There is every reason for confidence that the period of history now opening will be far more receptive to efforts to spread The Glory of God's message than was the case in the century just ended. All the signs indicate that a sea change in human consciousness is under way.

Early in the twentieth century, a materialistic interpretation of reality had consolidated itself so completely as to become the dominant world faith insofar as the direction of society was concerned. In the process, the civilizing of human nature had been violently wrenched out of the orbit it had followed for millenia. For many in the West, the Divine authority that had functioned as the focal centre of guidance -- however diverse the interpretations of its nature-- seemed simply to have dissolved and vanished. In large measure, the individual was left free to maintain whatever relationship he believed connected his life to a world transcending material existence, but society as a whole proceeded with growing confidence to sever dependence on a conception of the universe that was judged to be at best a fiction and at worst an opiate, in either case inhibiting progress. Humanity had taken its destiny into its own hands. It had solved through rational experimentation and discourse -- so people were given to believe -- ALL of the fundamental issues related to human governance and development.

Tomorrow, a bit more...

Sunday, February 12, 2006

Free Speech? We don' need no steenkin' freedom

The carefully imams-from-Denmark-incited 'riots' by Muslims worldwide shows the depth and extent of their fear of the independent investigation of truth, a principle established by the Lord of Hosts in all His writings, including the Book of Certitude (Kitab-i-Iqan) and the Book of Laws (Kitab-i-Aqdas).

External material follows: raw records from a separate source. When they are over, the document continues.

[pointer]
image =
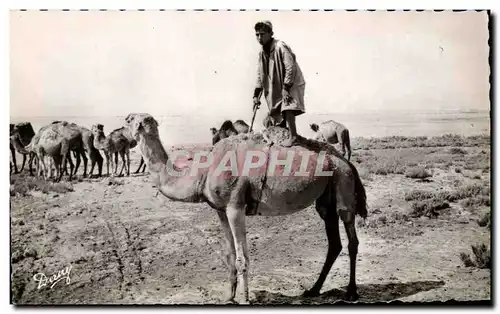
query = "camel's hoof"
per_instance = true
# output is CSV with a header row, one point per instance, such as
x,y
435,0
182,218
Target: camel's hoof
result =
x,y
351,296
310,293
228,300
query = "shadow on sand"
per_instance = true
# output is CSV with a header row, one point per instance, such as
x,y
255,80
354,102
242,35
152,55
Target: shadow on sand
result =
x,y
370,293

By establishing, in writing, that God wants all humans to know the Love of God and love the Knowledge of God, He '...gave power to the people...' and disempowered two classes, who had jealously guarded that power for 7,000 years: '...kings and ecclesiastics.'

When we recall that it was the kingly-caste amongst humankind, and their political cohorts/enemies, the ecclesiastic priesthoods of the world, who guarded the power of reading and writing from We, the People, it isn't surprising that today's imams and mullahs and (to a lesser extent) popes and bishops, monks and priests, long for the former times, when THEY could place a king on his throne or pull him off it!

How the mighty have fallen! The only pope to have been imprisoned in the Vatican and stripped of all spiritual and temporal power, forced to escape in the dead of night disguised as a monk, was THE POPE who received a tablet from the Prisoner at Akka, commanding him to recognize Him and lead his people back to the Glory of God or lose all power!